Create a secret to store source database migration user password:

apiVersion: v1
data:
  password: SOURCE_DB_USER_PASSWORD
kind: Secret
metadata:
  annotations:
    propagation.gdch.gke.io/target-namespace: USER_PROJECT
  name: es-pw-EXTERNAL_SERVER_NAME
  namespace: USER_PROJECT
type: Opaque

Create an externalserver:

apiVersion: DBENGINE_NAME.dbadmin.gdc.goog/v1
kind: ExternalServer
metadata:
  name: EXTERNAL_SERVER_NAME
  namespace: USER_PROJECT
spec:
  host: SOURCE_DB_HOST
  port: 5432
  username: SOURCE_DB_USERNAME
  password:
    name: es-pw-EXTERNAL_SERVER_NAME
    namespace: USER_PROJECT
  certRef:
    name: es-crt-EXTERNAL_SERVER_NAME
    namespace: USER_PROJECT

Create an migration:

apiVersion: DBENGINE_NAME.dbadmin.gdc.goog/v1
kind: Migration
metadata:
  name: MIGRATION_NAME
  namespace: USER_PROJECT
spec:
  source:
    reference:
      apiVersion: DBENGINE_NAME.dbadmin.gdc.goog/v1
      kind: ExternalServer
      name: EXTERNAL_SERVER_NAME
  target:
    reference:
      apiVersion: DBENGINE_NAME.dbadmin.gdc.goog/v1
      kind: DBCluster
      name: DBCLUSTER_NAME
  control: MIGRATION_CONTROL

Replace the following variables:

  • EXTERNAL_SERVER_NAME: the name of the externalserver representing the source database.
  • USER_PROJECT: the name of the user project where the externalserver is created.
  • DBENGINE_NAME: the name of the database engine.

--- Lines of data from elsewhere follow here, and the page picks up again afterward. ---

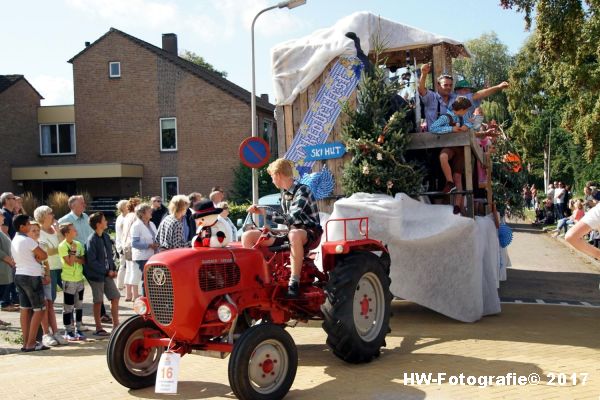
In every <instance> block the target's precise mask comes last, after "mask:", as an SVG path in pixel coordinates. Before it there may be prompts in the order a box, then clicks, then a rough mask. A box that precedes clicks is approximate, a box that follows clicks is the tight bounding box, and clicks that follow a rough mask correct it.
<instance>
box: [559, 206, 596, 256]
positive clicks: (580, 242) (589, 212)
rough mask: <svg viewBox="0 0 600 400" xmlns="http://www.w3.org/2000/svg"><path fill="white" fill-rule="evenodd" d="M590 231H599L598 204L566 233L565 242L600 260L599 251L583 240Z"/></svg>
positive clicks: (577, 222)
mask: <svg viewBox="0 0 600 400" xmlns="http://www.w3.org/2000/svg"><path fill="white" fill-rule="evenodd" d="M592 229H595V230H599V229H600V204H599V205H596V206H595V207H594V208H592V209H590V210H589V211H588V212H587V213H585V215H584V216H583V218H581V219H580V220H579V222H577V223H576V224H575V225H574V226H573V227H572V228H571V229H569V230H568V231H567V234H566V235H565V240H566V241H567V242H568V243H569V244H570V245H571V246H573V247H575V248H576V249H577V250H579V251H582V252H584V253H585V254H587V255H589V256H591V257H594V258H595V259H596V260H600V249H598V248H597V247H594V246H592V245H591V244H589V243H588V242H587V241H585V240H584V239H583V237H584V236H585V235H587V234H588V233H589V232H590V231H591V230H592Z"/></svg>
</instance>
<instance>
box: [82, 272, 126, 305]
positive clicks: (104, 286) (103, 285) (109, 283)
mask: <svg viewBox="0 0 600 400" xmlns="http://www.w3.org/2000/svg"><path fill="white" fill-rule="evenodd" d="M89 283H90V287H91V288H92V301H93V302H94V303H95V304H96V303H102V295H106V298H107V299H109V300H114V299H118V298H119V297H121V293H119V290H118V289H117V285H116V284H115V280H114V279H113V278H109V277H108V276H106V277H104V282H94V281H89Z"/></svg>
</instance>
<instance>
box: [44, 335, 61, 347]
mask: <svg viewBox="0 0 600 400" xmlns="http://www.w3.org/2000/svg"><path fill="white" fill-rule="evenodd" d="M42 344H43V345H44V346H47V347H54V346H58V342H57V341H56V339H54V336H52V335H44V336H42Z"/></svg>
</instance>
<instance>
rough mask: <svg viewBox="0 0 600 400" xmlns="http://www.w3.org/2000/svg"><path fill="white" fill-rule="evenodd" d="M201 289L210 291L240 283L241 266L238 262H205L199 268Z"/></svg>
mask: <svg viewBox="0 0 600 400" xmlns="http://www.w3.org/2000/svg"><path fill="white" fill-rule="evenodd" d="M198 280H199V282H200V290H202V291H203V292H210V291H212V290H220V289H225V288H228V287H232V286H235V285H237V284H238V283H240V268H239V267H238V266H237V265H236V264H233V263H231V264H204V265H202V266H201V267H200V269H199V270H198Z"/></svg>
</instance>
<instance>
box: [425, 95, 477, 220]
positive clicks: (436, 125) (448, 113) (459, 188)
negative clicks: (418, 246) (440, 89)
mask: <svg viewBox="0 0 600 400" xmlns="http://www.w3.org/2000/svg"><path fill="white" fill-rule="evenodd" d="M470 107H471V101H470V100H469V99H467V98H466V97H463V96H459V97H457V98H456V100H455V101H454V103H452V110H448V113H447V114H442V115H440V116H439V117H438V119H437V120H435V122H434V123H433V124H432V125H431V127H430V128H429V131H430V132H432V133H437V134H445V133H451V132H466V131H467V130H469V129H472V128H473V125H472V124H471V122H470V121H468V120H465V118H464V116H465V114H466V113H467V112H468V111H469V108H470ZM450 162H452V166H450ZM464 163H465V160H464V154H463V148H462V147H444V148H443V149H442V151H441V152H440V166H441V168H442V172H443V173H444V177H445V178H446V185H445V186H444V189H443V192H444V193H453V192H455V191H457V190H462V171H463V170H464ZM469 179H470V178H469ZM461 205H462V196H456V197H455V199H454V214H459V213H460V211H461Z"/></svg>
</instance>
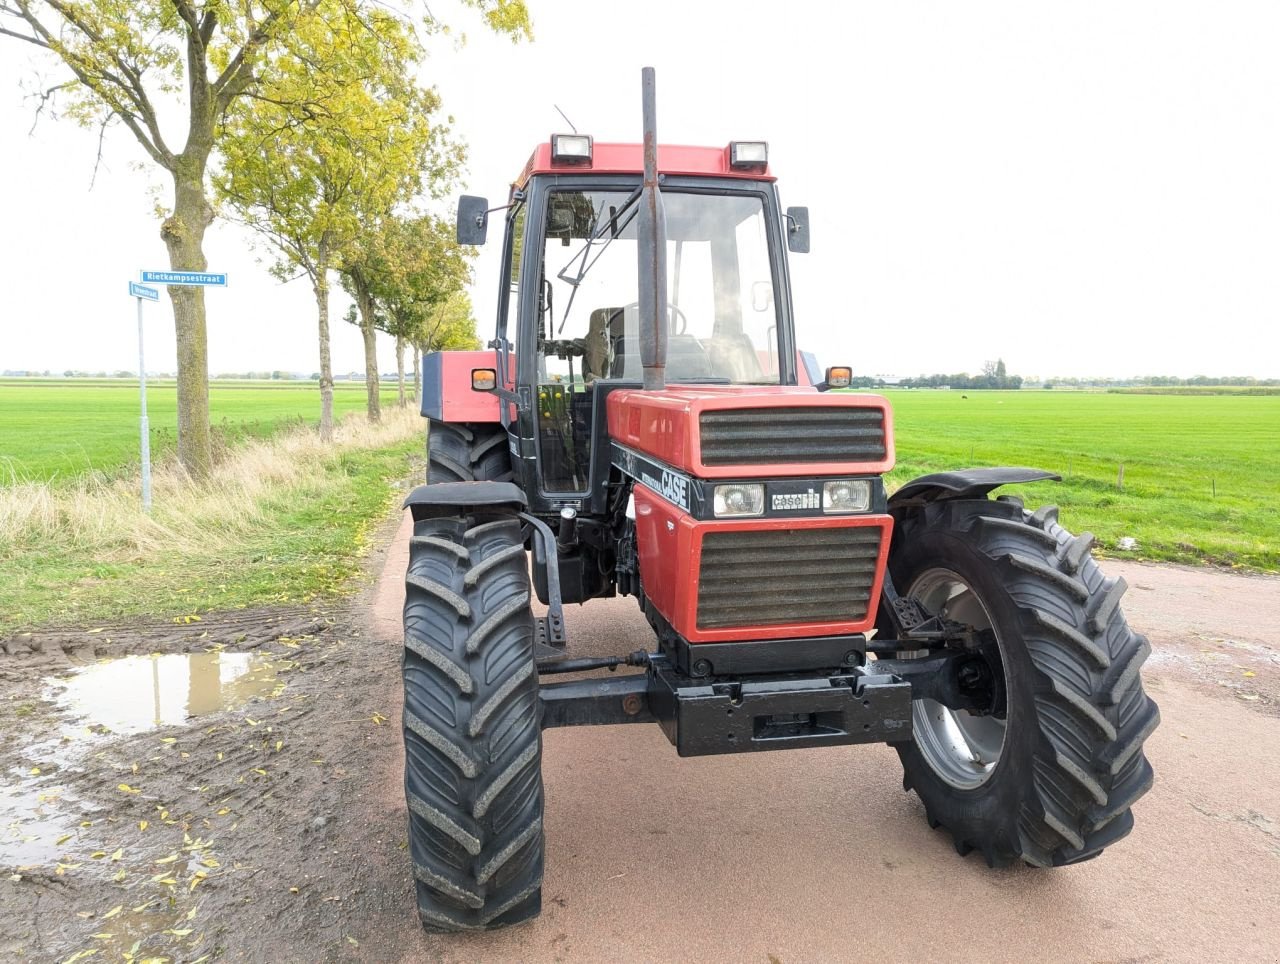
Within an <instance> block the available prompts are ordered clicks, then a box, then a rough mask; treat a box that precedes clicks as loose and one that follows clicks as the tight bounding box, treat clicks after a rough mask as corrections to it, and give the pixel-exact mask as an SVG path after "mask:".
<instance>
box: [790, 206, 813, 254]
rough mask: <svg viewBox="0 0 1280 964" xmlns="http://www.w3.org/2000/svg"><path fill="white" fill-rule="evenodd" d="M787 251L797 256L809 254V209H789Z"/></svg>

Supported values are: postgresql.
  • SOURCE_DB_CA_CERT: the ca certificate of the source database.
  • SOURCE_DB_USER_PASSWORD: the migration user password of the source database.
  • SOURCE_DB_USERNAME: the migration username of the source database.
  • SOURCE_DB_HOST: the migration host address of the source database.
  • MIGRATION_NAME: the name of the migration operation.
  • DBCLUSTER_NAME: the name of the migration target database cluster.
  • MIGRATION_CONTROL: the controls of migration operation. It should be one of start or stop when migration is created. It should be promote to promote migration target database cluster.